At sunset, they simply glow a muted orange, then slowly fade into purple. This deep and wide valley was the result of ancient glaciers, slowly scraping the granite, and leaving in certain bands a smooth and glossy polish. I taste the dry air and inhale the fragrant Ponderosa Pines.  Close to losing self-awareness, I am pulled out of my anxieties, yet my blood pumps hard. I want to fall to my knees in wonder and worship. I want to sing.

granite

Further into the valley and up my favorite trail, I see another waterfall called Nevada, Spanish for “snowy.” It looks like an avalanche as it tumbles over a shorn igneous wall, and crashes over heaps of broken boulders, then over the enchanted Vernal fall.  At last, it spills onto the valley floor with great violence and flows into the Merced (Mercy) River, which courses west out of the valley gates and through El Portal.

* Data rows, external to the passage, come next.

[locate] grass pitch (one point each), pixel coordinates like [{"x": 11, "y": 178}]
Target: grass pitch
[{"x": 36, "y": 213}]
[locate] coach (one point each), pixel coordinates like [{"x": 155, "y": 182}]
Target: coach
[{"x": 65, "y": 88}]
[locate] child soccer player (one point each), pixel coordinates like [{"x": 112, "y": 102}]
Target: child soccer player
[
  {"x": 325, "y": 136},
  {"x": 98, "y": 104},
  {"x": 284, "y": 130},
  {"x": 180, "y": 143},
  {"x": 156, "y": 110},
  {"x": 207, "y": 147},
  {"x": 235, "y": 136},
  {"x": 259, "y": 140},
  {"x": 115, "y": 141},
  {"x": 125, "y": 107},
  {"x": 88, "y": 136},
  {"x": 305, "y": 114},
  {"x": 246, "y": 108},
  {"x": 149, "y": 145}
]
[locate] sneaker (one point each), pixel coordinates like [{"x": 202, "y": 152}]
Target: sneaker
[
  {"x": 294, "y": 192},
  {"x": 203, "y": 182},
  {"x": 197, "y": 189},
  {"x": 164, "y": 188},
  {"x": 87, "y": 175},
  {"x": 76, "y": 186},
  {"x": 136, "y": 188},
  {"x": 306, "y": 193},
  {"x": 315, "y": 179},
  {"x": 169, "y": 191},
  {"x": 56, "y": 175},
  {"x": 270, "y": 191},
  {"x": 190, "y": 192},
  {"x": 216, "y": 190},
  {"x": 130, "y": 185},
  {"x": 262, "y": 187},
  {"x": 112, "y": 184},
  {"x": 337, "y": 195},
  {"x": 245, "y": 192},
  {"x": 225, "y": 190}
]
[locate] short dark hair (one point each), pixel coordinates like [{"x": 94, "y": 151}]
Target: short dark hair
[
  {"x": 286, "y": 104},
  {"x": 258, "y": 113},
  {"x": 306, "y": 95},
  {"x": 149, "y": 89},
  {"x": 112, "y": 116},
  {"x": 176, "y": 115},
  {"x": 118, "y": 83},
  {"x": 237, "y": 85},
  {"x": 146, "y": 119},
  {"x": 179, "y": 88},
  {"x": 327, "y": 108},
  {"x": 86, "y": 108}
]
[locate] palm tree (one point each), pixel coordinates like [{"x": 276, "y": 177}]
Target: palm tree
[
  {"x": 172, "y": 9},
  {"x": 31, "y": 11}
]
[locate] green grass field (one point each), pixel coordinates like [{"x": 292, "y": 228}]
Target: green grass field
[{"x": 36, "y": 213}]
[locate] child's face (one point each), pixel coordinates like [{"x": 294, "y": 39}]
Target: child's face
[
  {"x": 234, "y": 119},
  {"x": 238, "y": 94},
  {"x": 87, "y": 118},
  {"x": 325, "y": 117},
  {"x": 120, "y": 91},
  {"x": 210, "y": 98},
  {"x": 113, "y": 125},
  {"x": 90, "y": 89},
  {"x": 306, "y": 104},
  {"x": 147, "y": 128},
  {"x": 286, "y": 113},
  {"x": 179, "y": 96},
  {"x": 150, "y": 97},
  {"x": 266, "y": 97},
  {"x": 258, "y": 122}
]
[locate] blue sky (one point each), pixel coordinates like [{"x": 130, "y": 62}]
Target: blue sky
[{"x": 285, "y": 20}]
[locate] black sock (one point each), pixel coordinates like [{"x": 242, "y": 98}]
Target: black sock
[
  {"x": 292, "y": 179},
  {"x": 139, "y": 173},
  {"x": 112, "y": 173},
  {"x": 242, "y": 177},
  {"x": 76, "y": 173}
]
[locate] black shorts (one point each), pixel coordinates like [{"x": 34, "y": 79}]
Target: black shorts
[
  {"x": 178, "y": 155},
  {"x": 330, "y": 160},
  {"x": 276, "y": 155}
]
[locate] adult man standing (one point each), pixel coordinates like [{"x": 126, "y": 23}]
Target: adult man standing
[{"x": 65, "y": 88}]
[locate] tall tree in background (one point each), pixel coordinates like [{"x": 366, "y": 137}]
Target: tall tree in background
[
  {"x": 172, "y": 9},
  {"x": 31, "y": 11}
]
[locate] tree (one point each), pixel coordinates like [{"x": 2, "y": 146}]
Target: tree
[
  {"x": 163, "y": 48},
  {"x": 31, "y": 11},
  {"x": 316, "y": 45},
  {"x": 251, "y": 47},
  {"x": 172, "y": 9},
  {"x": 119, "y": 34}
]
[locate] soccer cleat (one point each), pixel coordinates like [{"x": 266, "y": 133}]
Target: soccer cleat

When first came here as a youth, I had just seen the Rocky Mountains of Colorado, but never had I seen such geological massiveness, etching, volume of vertical water, and eminence of light in one place. It was concentrated. If the Rockies were beer, Yosemite is Bourbon. I had a feeling that I was taken out of myself in an ecstatic sense. It was the first time I was overtaken with awe and wonder. I was seized with the rapture of Jacob in Genesis when he exclaimed, “How awesome is this place! This is none other than the house of God, and this is the gate of heaven.” My soul passed through El Portal. Imagination on fire! Glory tasted!